Ms Collina sits on the floor of the front room of her house.
The lights are off and the shutters are lowered. In the corridor, there is a shelf of hardback books including works by Hemingway and George Bernard Shaw. A certificate on a sitting room wall honours a relative's service in World War Two against Nazi Germany. There are no family photos on display.
'Let's go live in Syria'
Valeria Collina is a convert to Islam. She wears a veil, and speaks quietly to a group of journalists sitting around her.
"From 2016 there were problems with my son - the fact that he was stopped at Bologna airport [whilst trying to get to Istanbul and then to Syria].
"He would say to me 'Come on Mum let's go live in Syria. Over there, they have a pure Islam.'
"I told him 'Are you crazy? I have no intention of going to Syria with you or with anyone. I'm fine in my country.'"
After he was stopped at Bologna airport in March 2016, Italian police began to monitor her son, a move that Valeria Collina supported. The Italians shared information with other countries' intelligence agencies, including the UK's.

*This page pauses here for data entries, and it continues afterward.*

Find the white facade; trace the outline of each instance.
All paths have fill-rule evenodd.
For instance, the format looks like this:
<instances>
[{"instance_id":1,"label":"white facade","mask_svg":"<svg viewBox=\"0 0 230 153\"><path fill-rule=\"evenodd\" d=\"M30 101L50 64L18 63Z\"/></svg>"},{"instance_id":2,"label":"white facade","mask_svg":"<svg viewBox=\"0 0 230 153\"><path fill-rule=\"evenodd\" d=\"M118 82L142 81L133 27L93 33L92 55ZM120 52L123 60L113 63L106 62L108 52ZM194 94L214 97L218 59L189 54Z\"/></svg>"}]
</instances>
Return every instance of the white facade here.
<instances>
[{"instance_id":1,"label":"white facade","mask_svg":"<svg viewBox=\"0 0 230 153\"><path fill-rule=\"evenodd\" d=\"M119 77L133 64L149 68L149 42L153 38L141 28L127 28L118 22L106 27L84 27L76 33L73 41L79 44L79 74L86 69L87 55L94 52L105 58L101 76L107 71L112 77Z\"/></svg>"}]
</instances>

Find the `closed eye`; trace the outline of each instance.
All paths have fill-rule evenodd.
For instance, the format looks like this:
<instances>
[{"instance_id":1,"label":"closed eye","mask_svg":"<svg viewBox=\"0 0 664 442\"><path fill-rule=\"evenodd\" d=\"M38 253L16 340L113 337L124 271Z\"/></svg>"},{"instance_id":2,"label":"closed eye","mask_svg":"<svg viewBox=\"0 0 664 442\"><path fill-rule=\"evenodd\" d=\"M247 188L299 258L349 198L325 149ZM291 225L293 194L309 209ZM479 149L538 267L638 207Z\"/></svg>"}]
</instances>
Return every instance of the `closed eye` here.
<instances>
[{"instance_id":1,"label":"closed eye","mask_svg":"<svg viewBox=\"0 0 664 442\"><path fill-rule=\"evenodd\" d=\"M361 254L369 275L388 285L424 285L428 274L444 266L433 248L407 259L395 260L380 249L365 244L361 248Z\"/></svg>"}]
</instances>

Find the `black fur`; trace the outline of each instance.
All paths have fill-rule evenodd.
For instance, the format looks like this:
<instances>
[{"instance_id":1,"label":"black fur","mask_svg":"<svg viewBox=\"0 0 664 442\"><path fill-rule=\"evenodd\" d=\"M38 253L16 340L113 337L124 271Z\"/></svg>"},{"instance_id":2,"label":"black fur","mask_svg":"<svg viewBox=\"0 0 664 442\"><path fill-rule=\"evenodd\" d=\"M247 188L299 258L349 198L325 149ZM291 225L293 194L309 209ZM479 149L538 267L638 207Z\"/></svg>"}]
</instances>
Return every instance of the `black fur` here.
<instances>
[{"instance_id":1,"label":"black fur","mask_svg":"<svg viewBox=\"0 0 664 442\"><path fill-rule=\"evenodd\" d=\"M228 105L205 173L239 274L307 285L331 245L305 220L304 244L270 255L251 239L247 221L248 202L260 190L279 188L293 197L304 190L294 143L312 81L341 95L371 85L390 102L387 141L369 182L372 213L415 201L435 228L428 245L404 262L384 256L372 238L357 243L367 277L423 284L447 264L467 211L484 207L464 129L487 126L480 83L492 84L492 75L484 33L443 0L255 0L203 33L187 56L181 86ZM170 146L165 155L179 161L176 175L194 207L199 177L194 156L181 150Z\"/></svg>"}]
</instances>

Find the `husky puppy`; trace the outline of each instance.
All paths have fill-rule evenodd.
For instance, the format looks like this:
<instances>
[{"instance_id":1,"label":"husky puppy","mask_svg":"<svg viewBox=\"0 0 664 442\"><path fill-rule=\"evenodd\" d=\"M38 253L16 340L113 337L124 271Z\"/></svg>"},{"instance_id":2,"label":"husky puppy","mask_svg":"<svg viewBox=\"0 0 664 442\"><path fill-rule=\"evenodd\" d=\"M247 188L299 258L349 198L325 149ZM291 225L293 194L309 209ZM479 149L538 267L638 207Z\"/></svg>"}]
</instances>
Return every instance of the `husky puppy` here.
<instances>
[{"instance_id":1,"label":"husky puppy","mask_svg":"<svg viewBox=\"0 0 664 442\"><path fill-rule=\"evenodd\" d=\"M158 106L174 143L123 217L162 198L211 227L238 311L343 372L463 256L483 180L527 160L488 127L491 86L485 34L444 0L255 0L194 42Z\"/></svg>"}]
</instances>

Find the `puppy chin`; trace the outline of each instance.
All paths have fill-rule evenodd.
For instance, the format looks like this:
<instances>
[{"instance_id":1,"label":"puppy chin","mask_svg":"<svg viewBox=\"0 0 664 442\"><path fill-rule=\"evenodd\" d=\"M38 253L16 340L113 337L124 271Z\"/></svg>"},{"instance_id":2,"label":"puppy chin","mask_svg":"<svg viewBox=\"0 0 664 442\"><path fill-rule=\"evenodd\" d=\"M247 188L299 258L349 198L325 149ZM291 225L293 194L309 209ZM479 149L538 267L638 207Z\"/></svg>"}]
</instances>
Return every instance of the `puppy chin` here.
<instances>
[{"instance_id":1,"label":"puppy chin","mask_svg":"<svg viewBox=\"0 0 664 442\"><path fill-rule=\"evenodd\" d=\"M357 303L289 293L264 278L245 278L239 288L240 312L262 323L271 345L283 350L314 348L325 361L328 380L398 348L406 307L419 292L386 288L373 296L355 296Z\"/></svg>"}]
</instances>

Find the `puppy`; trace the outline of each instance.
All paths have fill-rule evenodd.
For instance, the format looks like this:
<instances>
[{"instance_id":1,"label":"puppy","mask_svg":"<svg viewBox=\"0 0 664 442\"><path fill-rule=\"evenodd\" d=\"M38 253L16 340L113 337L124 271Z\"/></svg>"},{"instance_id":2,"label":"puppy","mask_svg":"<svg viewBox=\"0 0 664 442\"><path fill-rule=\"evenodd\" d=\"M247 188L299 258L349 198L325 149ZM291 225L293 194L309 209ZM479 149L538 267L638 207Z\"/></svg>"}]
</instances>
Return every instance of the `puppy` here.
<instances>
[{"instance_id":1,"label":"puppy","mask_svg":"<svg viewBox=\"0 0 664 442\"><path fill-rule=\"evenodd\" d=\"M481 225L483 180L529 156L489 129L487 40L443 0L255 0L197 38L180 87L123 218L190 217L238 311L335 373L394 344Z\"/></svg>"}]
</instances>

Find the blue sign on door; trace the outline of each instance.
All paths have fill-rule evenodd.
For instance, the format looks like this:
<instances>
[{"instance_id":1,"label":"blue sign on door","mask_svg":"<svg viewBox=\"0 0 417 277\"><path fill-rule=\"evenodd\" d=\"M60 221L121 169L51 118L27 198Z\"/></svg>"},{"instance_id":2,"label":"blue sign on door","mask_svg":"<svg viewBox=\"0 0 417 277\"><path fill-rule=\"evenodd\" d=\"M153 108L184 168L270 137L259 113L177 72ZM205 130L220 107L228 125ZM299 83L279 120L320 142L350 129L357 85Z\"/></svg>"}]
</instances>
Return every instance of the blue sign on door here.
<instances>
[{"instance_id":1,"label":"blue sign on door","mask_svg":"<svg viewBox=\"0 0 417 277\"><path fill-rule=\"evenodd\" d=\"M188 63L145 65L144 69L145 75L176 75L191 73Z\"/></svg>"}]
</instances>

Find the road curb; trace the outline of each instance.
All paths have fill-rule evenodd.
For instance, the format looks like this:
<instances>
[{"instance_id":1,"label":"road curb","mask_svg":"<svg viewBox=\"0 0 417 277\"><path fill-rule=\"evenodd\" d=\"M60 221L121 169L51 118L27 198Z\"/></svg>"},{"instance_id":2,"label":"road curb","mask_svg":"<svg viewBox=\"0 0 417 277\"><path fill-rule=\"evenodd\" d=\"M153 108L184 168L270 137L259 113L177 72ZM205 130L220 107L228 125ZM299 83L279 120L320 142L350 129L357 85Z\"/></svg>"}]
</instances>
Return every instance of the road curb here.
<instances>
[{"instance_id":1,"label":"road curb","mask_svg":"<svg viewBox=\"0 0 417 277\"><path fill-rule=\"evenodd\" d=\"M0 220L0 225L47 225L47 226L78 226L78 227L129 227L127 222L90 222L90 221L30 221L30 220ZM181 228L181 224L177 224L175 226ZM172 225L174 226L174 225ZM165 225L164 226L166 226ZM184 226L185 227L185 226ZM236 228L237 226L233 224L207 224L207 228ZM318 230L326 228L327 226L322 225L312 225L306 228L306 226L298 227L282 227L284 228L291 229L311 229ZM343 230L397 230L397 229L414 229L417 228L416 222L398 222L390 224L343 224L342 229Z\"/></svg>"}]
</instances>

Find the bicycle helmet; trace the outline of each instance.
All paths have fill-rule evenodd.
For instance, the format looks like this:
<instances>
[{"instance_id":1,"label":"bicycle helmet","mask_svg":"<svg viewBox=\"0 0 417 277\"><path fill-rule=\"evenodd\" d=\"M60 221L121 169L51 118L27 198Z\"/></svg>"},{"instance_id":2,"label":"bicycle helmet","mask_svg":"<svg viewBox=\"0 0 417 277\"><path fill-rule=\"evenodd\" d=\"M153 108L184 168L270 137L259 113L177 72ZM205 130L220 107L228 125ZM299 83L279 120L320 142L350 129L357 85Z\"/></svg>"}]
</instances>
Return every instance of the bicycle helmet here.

But Youssef Zaghba, a 22-year-old Italian of Moroccan origin, was still allowed to travel abroad.
"After the whole incident at Bologna airport, I told him 'You have to be perfect now. You can't look at strange things on the internet or meet strange people.' But then when he went back to London…"
Her voice trails off.
In London she says that her son found work at an Islamic news channel. But she was worried that he sounded very sombre.
"He looked serious in his pictures. So I joked 'Can you send me a picture where you're smiling more?'"
They spoke for the last time two days before he carried out his attack.
"It was a very sweet phone call. We spoke normally."
After she heard of the London Bridge attack, Ms Collina tried to get in touch with her son. But she could not get through.
"We sent a friend of his to look for him at the house [in London]. At that point I thought that my son was afraid that the police would try to connect him to the attack. I thought he was in hiding."
But on Tuesday the police came to her house to inform her that her son was one of the attackers. She thinks now of the families of her son's victims.
"I can understand from my own personal tragedy. But I don't even have the courage to compare my pain to theirs. It's as if I were ashamed to say 'I'm also a mother, I'm also suffering.'"
'It should never happen again'
She supports the decision of imams in the UK not bury her son.
"I understand that it is right and dutiful in this moment to give this strong signal. We need this kind of gesture. Because the press accuses Muslims of not taking a stand. But we do."
She distances herself from her son's actions.
"It's a horrible thing. It shouldn't have happened and it should never happen again. And I'm going to do everything I can to prevent this. We need more education for young people."
We left her alone, contemplating in the dark.